Tasmanian Photographer Richard Bennett has become synonymous with the Sydney to Hobart Yacht Race. For 50 years, he has been out there with the fleet, capturing every boat as they fight for the best time across Bass Strait to Hobart.
Today, at 1 pm, the firing of a cannon will mark the beginning of the race, and the fleet will sail out of Sydney Harbour. Richard, now 78 years old, will watch the race tracker and the wind, ready to take to the skies and photograph the iconic race for the 50th time.
Yachties describe him as courageous and dedicated and his work as the pinnacle of yacht race photography – spectacular and realistic.
One yachtie said:
The sight of his beard behind the camera as he hangs out the side of the branded aircraft has become as familiar and exciting a sight to yachties as the tall dolerite cliffs that mark the entrance to the home stretch.
For Richard, it all starts before dawn. At 4 am, he heads to the airstrip to meet his pilot to take off at first light. He wants the beautiful morning glow, and he doesn’t want to miss a minute, an opportunity to capture a yacht and a crew in their element approaching the finish line of the world’s toughest ocean race.
His daughter Alice, also a photographer, will be shooting the race with him this year, something she has been doing intermittently since she was 14 years old. She is in training for the eventual day that Richard puts down his camera, which he is adamant is many years away.
“To share that experience of being there with Dad, with him in his element, is very special,” Alice says.
In between shooting, Alice says they are ‘giggly’ with excitement, literally hopping from toe to toe, eager to get back out there. Richard monitors the weather constantly, and if there is a huge wind off the south coast, they fly down there to ‘get the west coasters’.
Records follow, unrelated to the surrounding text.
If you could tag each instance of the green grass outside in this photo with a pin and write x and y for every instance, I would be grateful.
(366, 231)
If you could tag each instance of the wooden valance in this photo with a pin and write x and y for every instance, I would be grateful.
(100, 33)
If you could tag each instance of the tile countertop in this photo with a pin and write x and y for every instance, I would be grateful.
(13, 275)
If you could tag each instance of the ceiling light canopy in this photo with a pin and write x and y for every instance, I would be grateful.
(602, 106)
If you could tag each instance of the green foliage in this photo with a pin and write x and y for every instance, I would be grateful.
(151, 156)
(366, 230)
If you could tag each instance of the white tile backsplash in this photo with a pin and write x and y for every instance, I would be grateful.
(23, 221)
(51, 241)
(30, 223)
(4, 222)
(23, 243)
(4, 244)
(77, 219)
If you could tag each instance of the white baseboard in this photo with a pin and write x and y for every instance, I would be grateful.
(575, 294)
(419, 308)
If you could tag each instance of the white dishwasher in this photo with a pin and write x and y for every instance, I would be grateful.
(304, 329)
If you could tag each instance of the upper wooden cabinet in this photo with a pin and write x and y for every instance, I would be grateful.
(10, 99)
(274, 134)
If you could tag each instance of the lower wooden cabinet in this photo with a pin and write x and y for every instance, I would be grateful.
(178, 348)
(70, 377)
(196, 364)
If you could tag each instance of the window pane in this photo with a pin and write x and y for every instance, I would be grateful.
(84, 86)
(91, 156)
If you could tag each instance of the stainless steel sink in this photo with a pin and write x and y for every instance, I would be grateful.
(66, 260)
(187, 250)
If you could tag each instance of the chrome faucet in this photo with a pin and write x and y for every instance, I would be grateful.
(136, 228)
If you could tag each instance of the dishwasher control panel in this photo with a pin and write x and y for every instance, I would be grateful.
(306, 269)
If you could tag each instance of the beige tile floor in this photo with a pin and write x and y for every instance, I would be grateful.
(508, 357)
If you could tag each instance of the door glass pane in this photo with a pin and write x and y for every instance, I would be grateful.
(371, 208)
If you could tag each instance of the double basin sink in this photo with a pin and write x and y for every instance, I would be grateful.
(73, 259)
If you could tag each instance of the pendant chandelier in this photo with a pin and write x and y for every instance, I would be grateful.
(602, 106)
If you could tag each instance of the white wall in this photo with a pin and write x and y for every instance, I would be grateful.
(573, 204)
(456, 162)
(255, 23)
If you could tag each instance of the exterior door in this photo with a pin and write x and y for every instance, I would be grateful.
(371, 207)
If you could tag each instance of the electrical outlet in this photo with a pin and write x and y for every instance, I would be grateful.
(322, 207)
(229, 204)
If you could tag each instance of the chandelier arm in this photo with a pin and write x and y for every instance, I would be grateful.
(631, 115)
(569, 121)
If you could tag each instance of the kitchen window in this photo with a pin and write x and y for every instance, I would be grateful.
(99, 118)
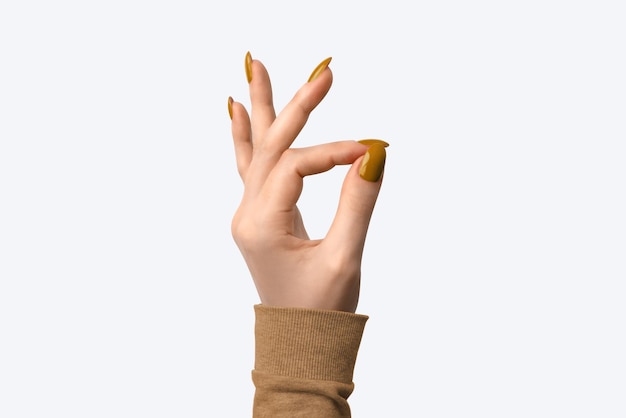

“We’re just having so much fun. The light, the waves and the boats are coming. We’re so excited to get out there, the pilot is always telling us to wait and let the yachts get a little closer until we can’t wait any longer, and then we leap into the air again.”
They are out from dawn to dusk getting every boat possible in the daylight. Alice says Richard goes so hard for that week and then crashes at the end. A couple of times, Richard has finished the race with pneumonia from being in extreme conditions, pushing himself hard for the duration of the race.
“What struck me the most,” says Alice, “is how much he cares – about getting every boat and about getting the best shots. He wants a shot that the yachties will be proud of.
“As he approaches, he assesses the yacht, and if the sails aren’t set correctly, I can hear him talking to them (into his headset) saying ‘come on’, sort of willing them to get everything perfect. He instructs the pilot to come around again, allowing the crew the time to put everything right. “Oh, hang on, they’re getting on the rail,” he’ll say “do another pass” to get the portrait.
“He appreciates what they are going through below and wants to capture what they went through.”
“The wind is where the action is. And yachties like to see their boat sailing well in rough conditions. They go home and talk about how rough it was out there and the water can look flat calm. And people say, that isn’t rough, it looks like a mill pond. So, I capture what they go through. Out at sea. And to do that I need a jet ranger helicopter with a highly skilled pilot to provide the platform and the experience to put me where I need to be – where the action is. And it’s been said that the harder it blows the happier I am. And that’s generally, true. There have been occasions where it has blown too hard. But fortunately, that doesn’t happen often.”
On when he’ll retire, Richard says “I’m only 78. Approaching my prime.”
Photographing the race is demanding but he says “When you’re concentrating on a major project, you need to put in 100 percent effort.”
“It doesn’t matter how hard it is. It doesn’t matter how long it takes. It requires total commitment, determination and relentless pursuit of the goals, irrespective of the difficulties, because the yachts don’t stop until they get to Constitution Dock.
“And until I have photographed them all, I’m going to be out there chasing down every yacht because when they get to Hobart they’re going to turn up at my stand and ask to see their photographs. So, it’s my job to make sure the photographs are there when they get to Hobart. It’s a shared experience really. It’s telling their story in amazing photographs.”